The Euro and the Battle of Ideas by Markus K. Brunnermeier & Harold James & Jean-Pierre Landau

The Euro and the Battle of Ideas by Markus K. Brunnermeier & Harold James & Jean-Pierre Landau

Author:Markus K. Brunnermeier & Harold James & Jean-Pierre Landau [Brunnermeier, Markus K.]
Language: eng
Format: epub
Publisher: Princeton University Press
Published: 2016-08-03T21:00:00+00:00


Policy Recommendations

As we have seen in this and the previous chapter, the Maastricht Treaty woefully neglected the modernization and internationalization of banking as well as the complexity of an unbalanced integration, and so it is unsurprising that the euro area was ill-equipped to deal with the complicated fallout from the global financial crisis. In particular, the threat of financial dominance—completely ignored in the Maastricht Treaty—gave rise to a second layer in the game of chicken between monetary and fiscal authorities.

European policy makers struggled to find solutions to these problems. In theory, most of them required further integration, but the political environment made it difficult to make progress on that aspect. Paradoxically, France was willing to transfer resources but not power, especially budgeting power, to Europe, while Germany was reluctant to transfer more resources to Brussels to bail out (foreign) banks. As a consequence, a search ensued to find the minimal measures that limit the adverse implications of and spillovers from banking sector crisis, de facto pushing responsibility to act to the ECB, at least in the short term.

Liquidity-focused short-term responses raise long-term moral hazard issues, so policy makers at the same time needed to have a vision for a future institutional structure that would effectively deal with these problems. The basic idea of an adequate institutional environment that balances both forces is to not save the few worst performers and erect a firewall protecting the rest, in the hope of triggering a virtuous race away from the bottom that stabilizes the whole system. For the euro area, the recent move toward a banking union points in this direction. However, as we have seen, there is as of yet no area-wide safe asset, nor is any such asset on the horizon, even though precisely this will be indispensable for smooth functioning of the banking union.
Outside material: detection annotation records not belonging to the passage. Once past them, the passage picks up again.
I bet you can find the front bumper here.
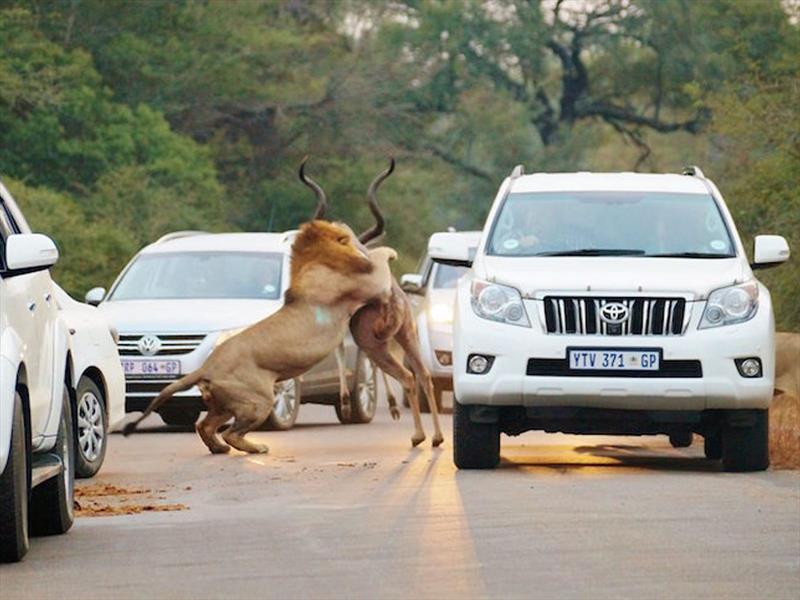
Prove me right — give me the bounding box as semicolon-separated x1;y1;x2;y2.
453;292;775;411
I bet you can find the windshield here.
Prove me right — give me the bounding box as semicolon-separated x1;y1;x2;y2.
487;192;734;258
110;252;283;300
433;264;469;290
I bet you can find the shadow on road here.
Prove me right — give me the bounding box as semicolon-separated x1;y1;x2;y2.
499;444;722;473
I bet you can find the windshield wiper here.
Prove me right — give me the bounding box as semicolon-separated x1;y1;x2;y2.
534;248;644;256
647;252;733;258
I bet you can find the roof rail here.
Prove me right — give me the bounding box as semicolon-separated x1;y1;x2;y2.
682;165;706;179
508;165;525;179
153;230;208;244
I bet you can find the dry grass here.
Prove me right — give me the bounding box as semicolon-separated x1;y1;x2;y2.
769;394;800;469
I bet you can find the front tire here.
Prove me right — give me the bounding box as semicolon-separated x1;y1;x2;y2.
0;392;30;563
350;352;378;424
453;399;500;469
74;377;108;479
722;410;769;472
703;432;722;460
260;379;301;431
669;431;694;448
31;384;75;535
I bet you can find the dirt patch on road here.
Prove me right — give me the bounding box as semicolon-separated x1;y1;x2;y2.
769;394;800;469
75;483;189;517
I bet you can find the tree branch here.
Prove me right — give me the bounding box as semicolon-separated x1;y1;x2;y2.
577;102;708;133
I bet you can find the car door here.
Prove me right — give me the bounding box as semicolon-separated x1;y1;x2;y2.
0;190;57;436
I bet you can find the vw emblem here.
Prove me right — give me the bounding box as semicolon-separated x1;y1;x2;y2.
600;302;629;325
136;335;161;356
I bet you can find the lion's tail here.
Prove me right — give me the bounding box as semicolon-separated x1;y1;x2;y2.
122;369;203;436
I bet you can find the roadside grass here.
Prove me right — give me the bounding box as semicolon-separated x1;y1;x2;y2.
769;394;800;469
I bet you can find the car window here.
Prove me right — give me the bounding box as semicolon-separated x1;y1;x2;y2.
488;192;735;258
433;264;469;290
0;199;16;270
109;252;283;301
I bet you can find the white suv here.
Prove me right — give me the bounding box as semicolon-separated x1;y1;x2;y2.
86;231;376;429
438;166;789;471
400;231;481;412
0;183;75;562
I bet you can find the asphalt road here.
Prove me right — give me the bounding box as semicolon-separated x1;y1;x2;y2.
0;394;800;600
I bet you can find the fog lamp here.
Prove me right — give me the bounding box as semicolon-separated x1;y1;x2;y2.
467;354;494;375
736;358;761;378
434;350;453;367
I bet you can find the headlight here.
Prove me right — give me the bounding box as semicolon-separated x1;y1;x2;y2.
698;281;758;329
430;304;453;323
471;279;531;327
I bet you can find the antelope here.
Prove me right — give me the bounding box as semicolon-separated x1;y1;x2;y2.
300;158;444;447
124;220;397;454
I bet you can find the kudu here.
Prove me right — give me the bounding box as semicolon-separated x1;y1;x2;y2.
125;220;396;454
300;158;444;447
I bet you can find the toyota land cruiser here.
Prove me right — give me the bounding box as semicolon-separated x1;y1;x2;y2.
438;166;789;471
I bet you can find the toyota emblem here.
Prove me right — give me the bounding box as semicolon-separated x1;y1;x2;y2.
600;302;630;325
136;335;161;356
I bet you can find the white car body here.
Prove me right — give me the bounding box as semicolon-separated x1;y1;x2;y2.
440;169;788;468
0;183;75;562
95;232;364;422
402;231;481;394
54;284;125;431
0;183;69;472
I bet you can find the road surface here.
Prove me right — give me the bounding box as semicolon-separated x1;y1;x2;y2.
0;396;800;600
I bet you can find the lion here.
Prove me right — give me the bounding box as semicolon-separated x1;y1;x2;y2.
124;220;397;454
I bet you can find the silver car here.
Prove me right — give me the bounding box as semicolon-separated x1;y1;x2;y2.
86;231;376;430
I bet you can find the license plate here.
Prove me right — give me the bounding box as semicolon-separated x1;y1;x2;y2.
569;348;661;371
120;360;181;375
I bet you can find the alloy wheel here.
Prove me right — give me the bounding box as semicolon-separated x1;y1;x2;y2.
77;391;106;462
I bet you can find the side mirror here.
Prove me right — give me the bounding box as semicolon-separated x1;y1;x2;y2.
750;235;790;269
428;232;475;267
83;288;106;306
400;273;422;294
5;233;58;277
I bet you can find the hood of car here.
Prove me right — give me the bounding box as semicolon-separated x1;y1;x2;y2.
98;299;283;334
475;256;752;299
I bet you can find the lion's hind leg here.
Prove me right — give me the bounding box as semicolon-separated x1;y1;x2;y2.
195;408;231;454
222;385;275;454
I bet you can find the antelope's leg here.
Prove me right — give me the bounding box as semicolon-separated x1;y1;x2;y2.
396;326;444;448
370;346;425;446
334;343;351;421
380;369;400;421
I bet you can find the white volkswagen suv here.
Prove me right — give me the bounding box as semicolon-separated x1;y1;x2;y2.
438;166;789;471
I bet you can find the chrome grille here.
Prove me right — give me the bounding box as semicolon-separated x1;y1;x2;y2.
544;296;689;335
118;333;206;356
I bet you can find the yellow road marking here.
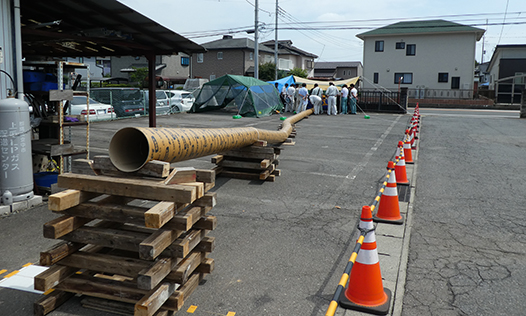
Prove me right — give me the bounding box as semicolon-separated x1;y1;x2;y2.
4;270;20;279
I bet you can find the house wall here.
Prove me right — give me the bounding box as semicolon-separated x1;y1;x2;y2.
363;33;476;89
192;49;253;80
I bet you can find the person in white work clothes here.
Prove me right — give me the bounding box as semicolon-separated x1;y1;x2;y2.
325;82;340;115
287;84;296;112
296;83;309;113
309;83;323;115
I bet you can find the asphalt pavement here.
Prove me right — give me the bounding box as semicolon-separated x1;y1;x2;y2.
0;109;526;316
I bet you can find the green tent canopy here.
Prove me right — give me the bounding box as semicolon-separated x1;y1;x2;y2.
190;75;283;117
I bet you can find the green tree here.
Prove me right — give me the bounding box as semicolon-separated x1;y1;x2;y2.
130;67;148;88
289;67;308;78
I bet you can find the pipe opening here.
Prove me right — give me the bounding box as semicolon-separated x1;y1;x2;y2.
109;127;150;172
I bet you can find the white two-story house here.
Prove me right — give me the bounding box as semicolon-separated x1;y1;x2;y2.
356;20;485;98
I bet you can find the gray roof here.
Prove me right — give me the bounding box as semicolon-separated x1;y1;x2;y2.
201;38;274;53
20;0;205;57
356;20;485;41
314;61;362;69
262;40;318;58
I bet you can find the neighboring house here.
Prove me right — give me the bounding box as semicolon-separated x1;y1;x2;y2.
313;61;363;80
261;40;318;72
111;53;190;88
356;20;485;98
475;61;489;88
191;35;317;80
486;45;526;103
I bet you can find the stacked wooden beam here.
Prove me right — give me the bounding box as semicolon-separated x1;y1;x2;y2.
212;141;281;182
34;158;217;316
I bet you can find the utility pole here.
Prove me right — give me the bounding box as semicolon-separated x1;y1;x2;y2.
254;0;259;79
274;0;278;80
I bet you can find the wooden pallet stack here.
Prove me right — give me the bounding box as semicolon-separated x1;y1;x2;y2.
34;157;217;316
212;141;289;182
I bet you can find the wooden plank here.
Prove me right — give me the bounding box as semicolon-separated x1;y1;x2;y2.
163;229;208;258
144;202;176;228
210;155;223;164
180;182;205;199
33;290;74;316
93;155;170;178
195;258;215;274
221;159;270;170
58;173;197;203
166;252;206;284
192;192;217;207
58;251;152;279
139;229;183;260
195;169;216;183
164;167;197;184
48;190;100;211
194;236;216;252
63;199;150;225
34;265;79;292
134;282;179;316
39;241;85;266
56;274;184;311
252;140;267;147
137;258;182;290
193;215;217;230
60;227;148;251
44;215;93;239
223;150;278;160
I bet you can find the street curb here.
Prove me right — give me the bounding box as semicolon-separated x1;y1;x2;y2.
391;121;422;316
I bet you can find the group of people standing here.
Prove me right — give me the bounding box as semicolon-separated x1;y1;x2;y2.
276;82;358;115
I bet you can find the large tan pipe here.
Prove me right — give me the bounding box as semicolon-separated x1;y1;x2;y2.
109;109;313;172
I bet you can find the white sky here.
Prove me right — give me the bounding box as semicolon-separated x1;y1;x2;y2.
119;0;526;62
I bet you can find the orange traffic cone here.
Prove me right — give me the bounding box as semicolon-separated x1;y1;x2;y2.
373;161;404;225
395;141;409;185
404;129;415;164
340;206;391;315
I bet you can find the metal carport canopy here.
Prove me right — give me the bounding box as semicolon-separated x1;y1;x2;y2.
20;0;206;127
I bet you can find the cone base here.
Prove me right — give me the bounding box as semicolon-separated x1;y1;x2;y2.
339;287;391;315
373;215;404;225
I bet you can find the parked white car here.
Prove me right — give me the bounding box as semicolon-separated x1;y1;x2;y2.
166;90;195;113
70;96;116;121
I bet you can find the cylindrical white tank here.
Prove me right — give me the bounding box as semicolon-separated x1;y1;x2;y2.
0;98;33;205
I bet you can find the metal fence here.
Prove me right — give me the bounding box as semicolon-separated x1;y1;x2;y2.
407;88;477;100
358;89;407;113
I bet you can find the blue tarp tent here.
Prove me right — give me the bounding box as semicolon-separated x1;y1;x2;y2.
267;75;295;93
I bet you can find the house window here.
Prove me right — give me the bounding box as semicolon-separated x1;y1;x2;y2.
374;41;384;52
405;44;416;56
395;72;413;84
451;77;460;89
438;72;449;82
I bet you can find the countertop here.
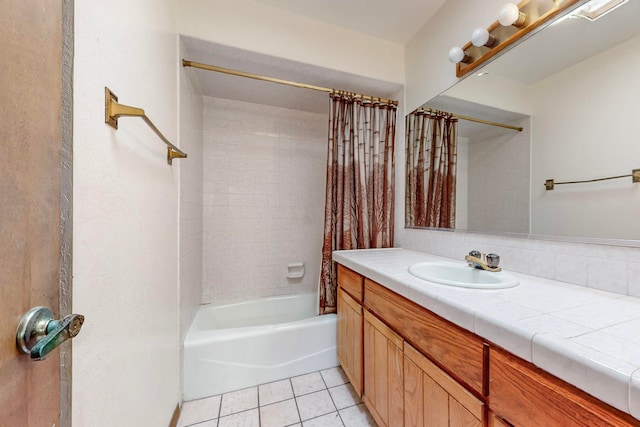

One bold move forward could be to establish a European banking charter that makes the financial sector truly European, in other words, makes Europe like a county with respect to banks. All aspects of finance—regulatory and supervisory but also fiscal—would be moved to the European level. In good times, tax revenue from banks would thus accrue to a European budget, while in bad times, this taxing power could provide the necessary backstop to guarantee restructuring without adverse spillover and contagion effects. This would be unpopular with small countries with large financial sectors, but also politically impossible for the United Kingdom.